Read the data set into RStudio
We do this by placing the file in the R folder and then reading it by providing details .
dean.df<-read.csv(paste("G:/R Intern/Data - Deans Dilemma.csv",sep=""))
View(dean.df)
dim(dean.df)
## [1] 391 26
As seen The dean data frame thus created matched the data we got in csv file.
Use R to create a table showing the average salary of males and females, who were placed. Review whether there is a gender gap in the data. In other words, observe whether the average salaries of males is higher than the average salaries of females in this dataset.
First collecting the placed students data in a new data frame.
placed.df<-dean.df[ which(dean.df$Placement_B==1),]
View(placed.df)
Now to find the average salary of placed males and females.
placed.salary<-aggregate(placed.df$Salary,list(placed.df$Gender),mean)
placed.salary
## Group.1 x
## 1 F 253068.0
## 2 M 284241.9
The Average salaries of Males is 284241.9.
The Average Salaries of Females is 253068.0
As we see in the above data table, there is a difference in the average salaries of men and women.

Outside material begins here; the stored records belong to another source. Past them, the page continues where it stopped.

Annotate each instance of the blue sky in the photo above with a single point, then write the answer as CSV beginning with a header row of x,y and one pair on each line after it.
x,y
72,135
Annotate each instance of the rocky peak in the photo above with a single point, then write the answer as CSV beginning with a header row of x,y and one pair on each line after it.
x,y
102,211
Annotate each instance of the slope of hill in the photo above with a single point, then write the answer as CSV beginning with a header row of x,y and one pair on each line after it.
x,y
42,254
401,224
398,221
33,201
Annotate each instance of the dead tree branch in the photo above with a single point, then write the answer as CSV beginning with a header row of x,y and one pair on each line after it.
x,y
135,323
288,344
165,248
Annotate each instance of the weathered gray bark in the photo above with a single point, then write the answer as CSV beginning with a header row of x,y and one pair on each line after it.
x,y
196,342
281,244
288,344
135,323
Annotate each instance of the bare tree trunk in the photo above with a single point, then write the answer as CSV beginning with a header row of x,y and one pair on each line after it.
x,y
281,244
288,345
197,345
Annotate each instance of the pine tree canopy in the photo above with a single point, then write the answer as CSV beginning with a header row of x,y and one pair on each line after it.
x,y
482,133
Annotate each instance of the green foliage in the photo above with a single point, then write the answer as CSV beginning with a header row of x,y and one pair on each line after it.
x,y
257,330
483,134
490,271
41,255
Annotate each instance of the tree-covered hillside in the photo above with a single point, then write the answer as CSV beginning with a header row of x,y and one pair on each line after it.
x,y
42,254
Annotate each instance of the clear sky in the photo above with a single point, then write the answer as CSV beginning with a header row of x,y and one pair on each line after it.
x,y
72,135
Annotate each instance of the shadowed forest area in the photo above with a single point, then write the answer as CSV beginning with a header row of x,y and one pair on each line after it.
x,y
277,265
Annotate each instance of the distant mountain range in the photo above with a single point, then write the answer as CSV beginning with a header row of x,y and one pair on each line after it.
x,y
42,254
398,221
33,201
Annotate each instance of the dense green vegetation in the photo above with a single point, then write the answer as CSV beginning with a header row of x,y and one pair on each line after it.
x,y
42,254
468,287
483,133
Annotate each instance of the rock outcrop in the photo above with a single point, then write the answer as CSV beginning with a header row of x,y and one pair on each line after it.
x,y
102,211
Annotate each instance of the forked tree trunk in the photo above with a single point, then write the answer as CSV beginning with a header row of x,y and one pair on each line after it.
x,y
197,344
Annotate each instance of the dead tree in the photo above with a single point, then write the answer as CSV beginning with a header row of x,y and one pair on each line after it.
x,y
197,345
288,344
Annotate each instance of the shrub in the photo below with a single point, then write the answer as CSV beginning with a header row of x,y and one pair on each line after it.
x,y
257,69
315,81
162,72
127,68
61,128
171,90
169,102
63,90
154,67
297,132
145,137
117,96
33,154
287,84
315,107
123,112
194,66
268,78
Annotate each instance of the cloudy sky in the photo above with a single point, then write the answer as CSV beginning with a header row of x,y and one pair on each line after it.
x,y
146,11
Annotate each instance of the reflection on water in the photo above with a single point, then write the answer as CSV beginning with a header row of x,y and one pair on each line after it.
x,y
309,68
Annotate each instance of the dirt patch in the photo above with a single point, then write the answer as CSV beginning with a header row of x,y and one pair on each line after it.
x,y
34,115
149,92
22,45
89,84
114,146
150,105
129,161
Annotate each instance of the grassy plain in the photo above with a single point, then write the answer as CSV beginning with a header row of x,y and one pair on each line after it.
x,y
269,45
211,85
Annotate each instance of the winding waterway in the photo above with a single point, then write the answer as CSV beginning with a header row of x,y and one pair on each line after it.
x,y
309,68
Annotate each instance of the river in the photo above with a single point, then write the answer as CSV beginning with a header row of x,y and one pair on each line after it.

Use R to run a t-test to test the following hypothesis: H1: The average salary of the male MBAs is higher than the average salary of female MBAs.

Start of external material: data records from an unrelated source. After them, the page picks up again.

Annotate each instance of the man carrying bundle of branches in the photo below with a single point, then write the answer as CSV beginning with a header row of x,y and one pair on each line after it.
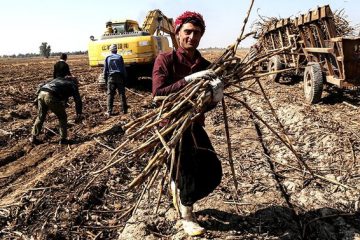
x,y
199,169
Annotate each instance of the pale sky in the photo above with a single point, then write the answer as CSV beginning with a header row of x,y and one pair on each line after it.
x,y
67,24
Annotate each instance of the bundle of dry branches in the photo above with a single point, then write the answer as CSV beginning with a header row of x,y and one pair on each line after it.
x,y
343,27
182,108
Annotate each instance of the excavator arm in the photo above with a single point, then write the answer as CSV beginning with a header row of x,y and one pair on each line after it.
x,y
156,21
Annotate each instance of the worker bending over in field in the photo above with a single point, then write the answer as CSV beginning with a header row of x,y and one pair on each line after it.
x,y
115,77
52,96
61,68
108,28
200,170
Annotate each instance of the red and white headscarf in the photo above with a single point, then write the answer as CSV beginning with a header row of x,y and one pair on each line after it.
x,y
186,17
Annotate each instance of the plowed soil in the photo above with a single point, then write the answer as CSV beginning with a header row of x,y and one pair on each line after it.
x,y
48,191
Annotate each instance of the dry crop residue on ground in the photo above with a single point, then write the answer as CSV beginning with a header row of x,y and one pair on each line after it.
x,y
48,192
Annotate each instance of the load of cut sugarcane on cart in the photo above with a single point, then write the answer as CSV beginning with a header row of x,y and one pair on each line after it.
x,y
322,47
311,39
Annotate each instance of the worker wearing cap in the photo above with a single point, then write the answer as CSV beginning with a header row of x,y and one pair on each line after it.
x,y
200,170
61,68
115,77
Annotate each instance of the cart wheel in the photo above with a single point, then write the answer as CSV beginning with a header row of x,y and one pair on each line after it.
x,y
313,82
275,65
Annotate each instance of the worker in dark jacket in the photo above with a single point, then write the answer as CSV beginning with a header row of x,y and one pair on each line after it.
x,y
52,96
200,170
61,68
115,77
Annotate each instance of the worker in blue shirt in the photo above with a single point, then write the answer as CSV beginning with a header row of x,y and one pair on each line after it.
x,y
115,77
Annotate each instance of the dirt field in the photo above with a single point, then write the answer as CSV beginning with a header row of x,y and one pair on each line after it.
x,y
47,191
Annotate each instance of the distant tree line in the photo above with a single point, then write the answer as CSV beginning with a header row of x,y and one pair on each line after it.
x,y
27,55
45,51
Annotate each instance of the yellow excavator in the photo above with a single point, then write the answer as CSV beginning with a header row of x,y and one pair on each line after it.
x,y
139,46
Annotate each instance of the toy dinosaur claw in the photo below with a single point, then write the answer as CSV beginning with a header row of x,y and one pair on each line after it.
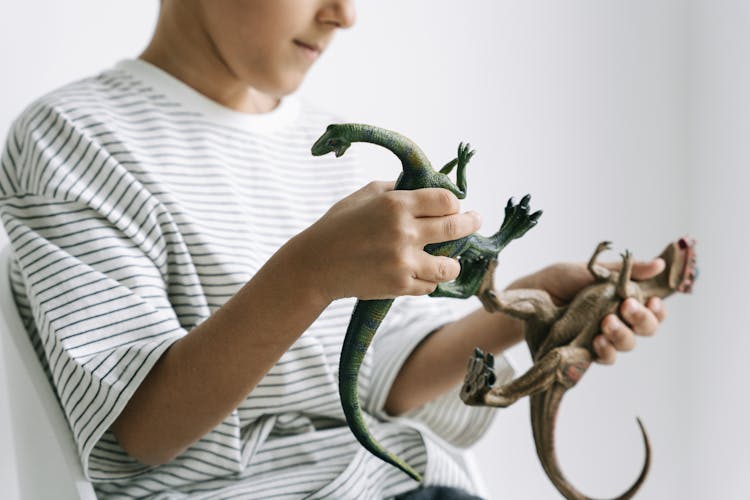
x,y
465,153
518,220
480,376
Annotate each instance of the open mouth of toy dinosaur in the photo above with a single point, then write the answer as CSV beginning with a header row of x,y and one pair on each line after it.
x,y
689,274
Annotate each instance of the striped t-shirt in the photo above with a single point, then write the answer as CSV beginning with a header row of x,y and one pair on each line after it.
x,y
135,208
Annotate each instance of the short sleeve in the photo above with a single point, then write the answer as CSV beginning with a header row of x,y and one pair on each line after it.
x,y
92,254
410,321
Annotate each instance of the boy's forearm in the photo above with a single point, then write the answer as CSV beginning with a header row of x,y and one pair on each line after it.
x,y
205,375
439,363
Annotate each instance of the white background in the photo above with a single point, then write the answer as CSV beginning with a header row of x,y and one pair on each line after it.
x,y
625,120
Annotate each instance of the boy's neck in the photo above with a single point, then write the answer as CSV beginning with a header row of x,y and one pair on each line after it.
x,y
195,62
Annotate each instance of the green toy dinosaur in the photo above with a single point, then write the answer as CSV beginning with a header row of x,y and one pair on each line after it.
x,y
475,254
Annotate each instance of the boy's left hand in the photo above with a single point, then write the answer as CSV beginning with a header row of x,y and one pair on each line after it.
x,y
563,281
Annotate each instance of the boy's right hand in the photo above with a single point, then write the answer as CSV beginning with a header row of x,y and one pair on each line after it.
x,y
370,245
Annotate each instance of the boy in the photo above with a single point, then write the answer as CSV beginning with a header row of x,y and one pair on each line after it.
x,y
180,256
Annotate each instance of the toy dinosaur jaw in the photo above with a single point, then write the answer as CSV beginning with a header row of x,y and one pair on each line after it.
x,y
690,266
331,141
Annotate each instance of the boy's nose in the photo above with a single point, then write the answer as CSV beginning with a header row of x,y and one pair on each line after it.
x,y
339,13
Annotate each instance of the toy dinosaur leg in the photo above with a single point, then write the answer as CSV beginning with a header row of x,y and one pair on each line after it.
x,y
598,272
464,155
564,365
522,304
625,273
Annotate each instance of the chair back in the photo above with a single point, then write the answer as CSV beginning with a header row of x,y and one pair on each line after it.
x,y
46,460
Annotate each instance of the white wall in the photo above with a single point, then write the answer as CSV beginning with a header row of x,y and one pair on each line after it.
x,y
618,118
715,388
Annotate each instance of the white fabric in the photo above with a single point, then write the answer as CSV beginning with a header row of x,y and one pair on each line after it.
x,y
135,208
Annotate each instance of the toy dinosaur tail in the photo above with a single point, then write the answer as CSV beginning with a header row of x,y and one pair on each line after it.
x,y
367,316
547,403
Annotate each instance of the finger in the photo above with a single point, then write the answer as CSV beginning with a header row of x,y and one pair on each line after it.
x,y
436,269
657,307
420,287
640,318
431,202
447,228
606,353
618,333
377,187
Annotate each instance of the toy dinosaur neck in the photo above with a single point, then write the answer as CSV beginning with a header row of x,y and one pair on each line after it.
x,y
411,156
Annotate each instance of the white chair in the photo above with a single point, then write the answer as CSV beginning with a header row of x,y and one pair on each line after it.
x,y
46,460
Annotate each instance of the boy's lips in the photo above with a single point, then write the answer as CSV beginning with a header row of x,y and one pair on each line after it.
x,y
312,50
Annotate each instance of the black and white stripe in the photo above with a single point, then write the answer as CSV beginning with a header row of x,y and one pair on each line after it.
x,y
135,208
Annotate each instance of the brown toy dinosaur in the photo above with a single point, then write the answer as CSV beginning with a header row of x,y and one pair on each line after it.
x,y
560,340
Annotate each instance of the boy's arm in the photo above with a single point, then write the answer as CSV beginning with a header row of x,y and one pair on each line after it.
x,y
207,373
438,364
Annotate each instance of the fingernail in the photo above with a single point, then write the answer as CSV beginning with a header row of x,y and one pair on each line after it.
x,y
629,307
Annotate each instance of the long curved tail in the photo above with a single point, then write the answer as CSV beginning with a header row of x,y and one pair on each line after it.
x,y
367,316
544,408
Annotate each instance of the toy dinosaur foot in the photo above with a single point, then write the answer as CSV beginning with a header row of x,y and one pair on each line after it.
x,y
465,154
480,376
518,220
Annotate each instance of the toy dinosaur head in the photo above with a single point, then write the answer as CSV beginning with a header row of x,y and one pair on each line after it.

t.test(Salary~Gender,data = placed.df)
##
## Welch Two Sample t-test
##
## data: Salary by Gender
## t = -3.0757, df = 243.03, p-value = 0.00234
## alternative hypothesis: true difference in means is not equal to 0
## 95 percent confidence interval:
## -51138.42 -11209.22
## sample estimates:
## mean in group F mean in group M
## 253068.0 284241.9
P-value is 0.00234.
p-value is less than 0.01. A p-value less than 0.01 will under normal circumstances mean that there is substantial evidence against the null hypothesis i.e. this implies that it is significant.